Die Arbeiten am Kurhaus dauern an. Foto: Wolfgang Krokauer

Die Finanzlage von Bad Liebenzell ist prekär. Die Stadt Bad Liebenzell hat deshalb etliche Projekte verschoben, gekürzt oder ganz gestrichen. Wo wird gespart?

Die Stadt Bad Liebenzell hat den Haushalt für das laufende Jahr genehmigt bekommen. Die Kommunalaufsicht im Landratsamt hat das von der Stadt vorgelegte Zahlenwerk ziemlich zusammengestrichen. Der Gemeinderat schluckte die bittere Pille und akzeptierte die Vorgaben aus dem Landratsamt. Andernfalls hätte Bad Liebenzell für das laufende Jahr gar keinen genehmigten Haushalt gehabt.

 

Die Veränderungen der Kommunalaufsicht zum beschlossenen Haushalt erforderten einen Beitrittsbeschluss des Gemeinderates. Doch damit war es noch nicht getan. Denn die Kommunalaufsicht gab zwar die Ziele vor, doch die konkreten Sparmaßnahmen musste der Gemeinderat selbst fassen.

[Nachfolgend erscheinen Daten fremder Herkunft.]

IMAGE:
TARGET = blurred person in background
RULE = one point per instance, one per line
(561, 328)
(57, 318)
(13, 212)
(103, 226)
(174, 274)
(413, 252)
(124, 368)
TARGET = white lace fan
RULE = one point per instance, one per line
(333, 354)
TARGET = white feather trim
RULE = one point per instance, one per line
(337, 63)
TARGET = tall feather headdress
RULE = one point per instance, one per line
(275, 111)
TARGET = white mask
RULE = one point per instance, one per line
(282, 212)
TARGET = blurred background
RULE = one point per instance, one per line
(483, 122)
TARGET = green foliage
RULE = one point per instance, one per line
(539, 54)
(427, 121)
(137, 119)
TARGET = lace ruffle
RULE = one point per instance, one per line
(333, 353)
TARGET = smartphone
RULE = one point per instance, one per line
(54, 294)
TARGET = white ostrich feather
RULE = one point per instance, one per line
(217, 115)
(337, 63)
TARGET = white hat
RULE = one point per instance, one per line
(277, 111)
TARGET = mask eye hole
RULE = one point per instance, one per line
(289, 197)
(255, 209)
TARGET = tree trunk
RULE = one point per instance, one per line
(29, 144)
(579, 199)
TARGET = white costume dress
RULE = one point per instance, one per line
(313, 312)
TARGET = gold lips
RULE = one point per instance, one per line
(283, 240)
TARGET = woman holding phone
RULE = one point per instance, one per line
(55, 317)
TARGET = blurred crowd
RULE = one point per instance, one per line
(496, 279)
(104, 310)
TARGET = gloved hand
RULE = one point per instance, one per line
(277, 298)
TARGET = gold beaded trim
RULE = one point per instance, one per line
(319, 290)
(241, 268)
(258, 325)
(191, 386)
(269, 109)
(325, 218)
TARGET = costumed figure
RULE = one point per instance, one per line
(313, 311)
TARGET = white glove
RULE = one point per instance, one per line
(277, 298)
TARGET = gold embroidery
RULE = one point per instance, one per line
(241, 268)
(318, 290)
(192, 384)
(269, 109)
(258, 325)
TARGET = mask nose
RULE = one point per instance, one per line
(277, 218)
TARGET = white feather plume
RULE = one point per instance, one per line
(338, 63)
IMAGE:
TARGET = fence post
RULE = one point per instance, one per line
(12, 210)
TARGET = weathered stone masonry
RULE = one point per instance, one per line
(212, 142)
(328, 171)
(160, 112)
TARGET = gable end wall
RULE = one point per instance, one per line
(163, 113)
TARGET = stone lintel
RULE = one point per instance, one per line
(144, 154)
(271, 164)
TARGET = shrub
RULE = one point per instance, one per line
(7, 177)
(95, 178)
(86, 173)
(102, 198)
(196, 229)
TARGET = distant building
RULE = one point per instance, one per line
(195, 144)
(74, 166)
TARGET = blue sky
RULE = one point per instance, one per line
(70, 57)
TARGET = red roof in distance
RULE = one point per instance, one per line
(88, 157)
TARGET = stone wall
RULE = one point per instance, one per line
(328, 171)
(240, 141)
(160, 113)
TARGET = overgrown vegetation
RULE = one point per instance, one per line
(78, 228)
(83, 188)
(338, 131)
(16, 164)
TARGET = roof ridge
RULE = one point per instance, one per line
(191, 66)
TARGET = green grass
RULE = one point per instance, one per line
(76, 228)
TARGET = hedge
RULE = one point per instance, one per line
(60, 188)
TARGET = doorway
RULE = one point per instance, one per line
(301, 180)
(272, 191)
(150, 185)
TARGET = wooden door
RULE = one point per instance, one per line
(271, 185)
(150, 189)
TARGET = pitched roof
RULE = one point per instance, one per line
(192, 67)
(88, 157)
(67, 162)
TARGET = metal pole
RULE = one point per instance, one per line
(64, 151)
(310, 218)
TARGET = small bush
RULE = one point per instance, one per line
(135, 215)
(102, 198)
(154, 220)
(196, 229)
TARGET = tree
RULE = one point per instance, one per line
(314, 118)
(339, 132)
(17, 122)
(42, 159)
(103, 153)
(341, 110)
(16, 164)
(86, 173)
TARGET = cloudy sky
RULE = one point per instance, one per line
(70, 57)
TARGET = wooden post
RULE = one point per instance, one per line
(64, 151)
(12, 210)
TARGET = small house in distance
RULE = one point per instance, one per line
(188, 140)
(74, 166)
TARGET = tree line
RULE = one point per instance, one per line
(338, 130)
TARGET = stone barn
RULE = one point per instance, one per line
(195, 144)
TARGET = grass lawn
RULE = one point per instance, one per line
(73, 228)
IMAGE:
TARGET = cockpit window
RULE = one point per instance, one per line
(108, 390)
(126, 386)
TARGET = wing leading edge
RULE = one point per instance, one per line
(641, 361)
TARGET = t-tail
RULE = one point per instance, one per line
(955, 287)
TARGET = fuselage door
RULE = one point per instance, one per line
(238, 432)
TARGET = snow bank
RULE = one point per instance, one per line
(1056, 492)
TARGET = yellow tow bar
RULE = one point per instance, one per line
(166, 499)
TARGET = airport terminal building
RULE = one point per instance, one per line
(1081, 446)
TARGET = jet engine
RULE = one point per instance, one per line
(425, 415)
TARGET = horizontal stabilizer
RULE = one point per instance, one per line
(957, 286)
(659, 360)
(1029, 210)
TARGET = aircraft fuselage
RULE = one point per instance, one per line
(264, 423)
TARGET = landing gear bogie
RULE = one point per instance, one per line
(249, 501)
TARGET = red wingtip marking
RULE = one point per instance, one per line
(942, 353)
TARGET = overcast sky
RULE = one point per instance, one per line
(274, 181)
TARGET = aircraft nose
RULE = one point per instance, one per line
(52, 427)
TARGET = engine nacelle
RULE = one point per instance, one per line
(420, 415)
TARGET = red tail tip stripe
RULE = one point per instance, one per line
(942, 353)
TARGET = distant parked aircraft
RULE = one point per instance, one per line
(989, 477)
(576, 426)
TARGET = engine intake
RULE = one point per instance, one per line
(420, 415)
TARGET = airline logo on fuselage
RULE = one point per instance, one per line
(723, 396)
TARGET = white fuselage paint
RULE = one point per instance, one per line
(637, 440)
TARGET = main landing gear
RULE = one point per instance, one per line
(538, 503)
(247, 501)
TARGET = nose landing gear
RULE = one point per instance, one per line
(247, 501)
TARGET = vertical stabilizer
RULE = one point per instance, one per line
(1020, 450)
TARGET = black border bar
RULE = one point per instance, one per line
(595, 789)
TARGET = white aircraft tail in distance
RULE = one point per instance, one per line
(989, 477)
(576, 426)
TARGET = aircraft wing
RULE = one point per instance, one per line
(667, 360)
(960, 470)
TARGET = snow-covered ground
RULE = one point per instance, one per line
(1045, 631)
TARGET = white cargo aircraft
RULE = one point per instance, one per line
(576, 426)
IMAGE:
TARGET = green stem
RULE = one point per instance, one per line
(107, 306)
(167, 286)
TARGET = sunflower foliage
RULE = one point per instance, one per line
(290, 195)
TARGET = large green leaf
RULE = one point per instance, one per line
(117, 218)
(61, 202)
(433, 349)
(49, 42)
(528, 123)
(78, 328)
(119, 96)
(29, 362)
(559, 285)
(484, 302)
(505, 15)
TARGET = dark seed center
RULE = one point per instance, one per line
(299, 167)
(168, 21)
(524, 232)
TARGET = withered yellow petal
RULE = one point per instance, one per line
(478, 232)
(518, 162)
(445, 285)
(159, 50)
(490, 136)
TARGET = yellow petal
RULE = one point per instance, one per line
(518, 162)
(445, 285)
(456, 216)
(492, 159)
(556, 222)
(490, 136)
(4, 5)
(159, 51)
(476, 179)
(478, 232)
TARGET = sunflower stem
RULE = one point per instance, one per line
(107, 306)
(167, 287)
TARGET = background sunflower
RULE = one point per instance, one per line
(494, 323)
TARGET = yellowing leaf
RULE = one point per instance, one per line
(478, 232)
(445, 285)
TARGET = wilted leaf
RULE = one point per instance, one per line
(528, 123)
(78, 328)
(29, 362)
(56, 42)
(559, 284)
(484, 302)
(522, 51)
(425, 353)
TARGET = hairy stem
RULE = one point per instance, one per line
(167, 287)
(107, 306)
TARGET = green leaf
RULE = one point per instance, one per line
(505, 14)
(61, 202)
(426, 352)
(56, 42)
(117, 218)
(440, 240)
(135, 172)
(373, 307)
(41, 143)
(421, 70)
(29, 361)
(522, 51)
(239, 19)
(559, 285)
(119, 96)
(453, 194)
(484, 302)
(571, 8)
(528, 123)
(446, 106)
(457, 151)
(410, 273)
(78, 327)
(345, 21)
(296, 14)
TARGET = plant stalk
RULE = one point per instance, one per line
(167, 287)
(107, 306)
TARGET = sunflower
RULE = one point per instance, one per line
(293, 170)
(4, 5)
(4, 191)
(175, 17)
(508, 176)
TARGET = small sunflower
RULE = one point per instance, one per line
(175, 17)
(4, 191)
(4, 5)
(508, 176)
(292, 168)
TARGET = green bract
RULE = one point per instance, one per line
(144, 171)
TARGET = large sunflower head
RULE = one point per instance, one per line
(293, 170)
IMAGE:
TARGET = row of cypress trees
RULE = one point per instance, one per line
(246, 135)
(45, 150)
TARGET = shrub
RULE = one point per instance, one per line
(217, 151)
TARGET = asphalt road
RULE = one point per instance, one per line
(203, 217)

So verlangte das Landratsamt für das laufende Jahr die geplante Kreditaufnahme für Investitionen von 8,2 auf fünf Millionen Euro herunterzufahren. Die Stadtverwaltung hatte in den vergangenen Wochen die Aufgabe, eine Liste für Einsparungen zu erarbeiten. Diese legte sie dem Gemeinderat in seiner jüngsten Sitzung vor. Dabei geht es um Maßnahmen, die sich auf die Folgejahre nicht auswirken.

Für die Wasenäcker werden Ausgaben verschoben

Demnach werden Investitionen zur Sanierung des Kurhauses für dieses Jahr um eine dreiviertel Million Euro gekürzt. Beim Baugebiet Wasenäcker werden geplante Ausgaben für die Erschließung in Höhe von 113 000 Euro verschoben. Das gilt auch für die Kosten für den geplanten Grunderwerb in Höhe von fast 200 000 Euro.

Investitionen in Feuerwehrfahrzeuge für Maisenbach-Zainen und Möttlingen in Höhe von insgesamt 170 000 Euro werden ebenfalls auf das nächste Jahr verschoben. Bei den Schulen und Kindertagesstätten wird gekürzt und gestrichen.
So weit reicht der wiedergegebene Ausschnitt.